BRC: Supporting Data Intensive Computing

May 18, 2015

Like The Blob in a 1950s B-movie, data grows ever larger with time. That’s what UC Berkeley’s researchers are finding as they work with data generated by new generations of instruments and high-resolution sensors, as well as increasingly monstrous datasets. Brain scans from high resolution CCD cameras, images from remote telescopes, and high frequency stock trading and quotation datasets are just a few examples of this data’s diversity.

As campus researchers adopt high performance computing resources to help analyze this data, moving these masses of data to the systems on which computational analysis is performed is a challenge. In significant part, that’s because it can be slow and frustrating to schlep vast quantities of data from the many places it can be stored or generated over general-purpose computer networks.

To help address this pain point, the Berkeley Research Computing (BRC) program in Research IT has deployed a new Data Transfer Node (DTN). This DTN directly connects Savio, the campus’ one-year-old High Performance Computing (HPC) Linux cluster, to the campus’ new Science DMZ network, which facilitates fast transfer of large datasets typical of research workflows requiring computation.

The campus’ Science DMZ network, in turn, was recently connected at a blazing 100Gb/s to the California Research & Education Network (CalREN). This high-speed, fibre-based network reaches over 10,000 research, educational, and public service institutions throughout the state, ranging from colleges and universities to K-12 schools; peers with with other educational high-speed networks; and connects to the commodity Internet, as well. Public libraries will soon be connected to CalREN under the California Library Broadband Initiative.

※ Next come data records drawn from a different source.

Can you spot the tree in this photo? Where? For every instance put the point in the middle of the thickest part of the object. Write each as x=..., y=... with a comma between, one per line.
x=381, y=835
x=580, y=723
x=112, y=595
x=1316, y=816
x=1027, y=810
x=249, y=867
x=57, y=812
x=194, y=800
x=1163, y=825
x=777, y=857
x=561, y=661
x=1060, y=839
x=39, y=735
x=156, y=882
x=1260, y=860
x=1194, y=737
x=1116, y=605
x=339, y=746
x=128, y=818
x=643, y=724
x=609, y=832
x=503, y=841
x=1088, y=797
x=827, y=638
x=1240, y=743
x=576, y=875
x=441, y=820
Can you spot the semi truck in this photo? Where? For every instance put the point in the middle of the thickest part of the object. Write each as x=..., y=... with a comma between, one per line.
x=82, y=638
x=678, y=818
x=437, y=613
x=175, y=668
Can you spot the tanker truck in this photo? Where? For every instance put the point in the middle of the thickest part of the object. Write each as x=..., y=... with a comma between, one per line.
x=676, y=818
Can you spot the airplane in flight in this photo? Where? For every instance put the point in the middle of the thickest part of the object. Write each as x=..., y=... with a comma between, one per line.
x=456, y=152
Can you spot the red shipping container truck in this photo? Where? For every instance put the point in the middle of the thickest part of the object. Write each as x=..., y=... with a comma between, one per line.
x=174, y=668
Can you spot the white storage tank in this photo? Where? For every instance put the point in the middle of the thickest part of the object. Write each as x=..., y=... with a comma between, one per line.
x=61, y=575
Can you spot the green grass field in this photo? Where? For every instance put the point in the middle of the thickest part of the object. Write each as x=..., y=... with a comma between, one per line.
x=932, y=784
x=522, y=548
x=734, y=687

BRC has also installed Globus Online software on the DTN connecting the Savio HPC cluster to the campus Science DMZ. Globus Online allows researchers to perform unattended transfers of large datasets to and from Savio, utilizing parallel streams. This software improves data transfer speed, convenience, and reliability; additional features will soon be enabled to offer the ability to selectively share files on researchers’ laptops or workstations with other Globus users.

The Savio cluster has the distinction of being the first production system connected to the campus’ Science DMZ network. The Science DMZ is being built out by Isaac Orr, Erik McCroskey and others in IST’s Network Operations and Services group, under the aegis of an NSF grant received by the campus to assist researchers needing to move large amounts of data and to support network research.

Other institutions are also deploying Science DMZ networks. And in some cases, these individual high speed science networks are starting to be linked together, crossing institutional boundaries. For instance, UC Berkeley, along with many other UC campuses and a set of peer institutions including Stanford, Caltech, and the University of Washington, are working towards developing the Pacific Research Platform. This consists of a multi-campus mesh of DTNs, effectively creating links between the Science DMZs of each participating institution. This network will be especially welcome to campus researchers who must regularly transfer data to and from their collaborators at these institutions.

About Science DMZs

The Science DMZ is a specific network architecture designed to handle the high-volume data transfers typical of research and high-performance computing, by creating a special internal network (“DMZ”) to accommodate those transfers. It is typically deployed at or near the local network perimeter, and is optimized for fast and relatively bottleneck-free transfer of a moderate number of high throughput research data flows, as contrasted with the many diverse data flows typical of general-purpose network traffic.

A simple Science DMZ has several essential components.  These include dedicated access to high-performance wide area networks and advanced services infrastructures, high-performance network equipment, and dedicated science resources such as Data Transfer Nodes.  A notional diagram of a simple Science DMZ showing these components, along with data paths, is shown above. (Diagram courtesy of ESNET)

The Science DMZ architecture was initially developed by US Department of Energy’s ESNET located at Lawrence Berkeley National Laboratory. The ultimate vision for this network architecture is to eliminate constraints on scientific progress caused by the physical location of instruments, data, computational resources, or people.

About DTNs

Data Transfer Nodes (DTNs) are dedicated systems, purpose-built and tuned to facilitate high speed file transfers over Science DMZ networks. DTNs are set up as endpoints on those networks to initiate or receive data transfers between large data generators, such as genome sequencers, high resolution cameras, and other instruments or sensors; and data receivers, including large storage resources; computational resources, such as the campus’ Savio HPC cluster; and even other collaborator sites elsewhere on the Internet.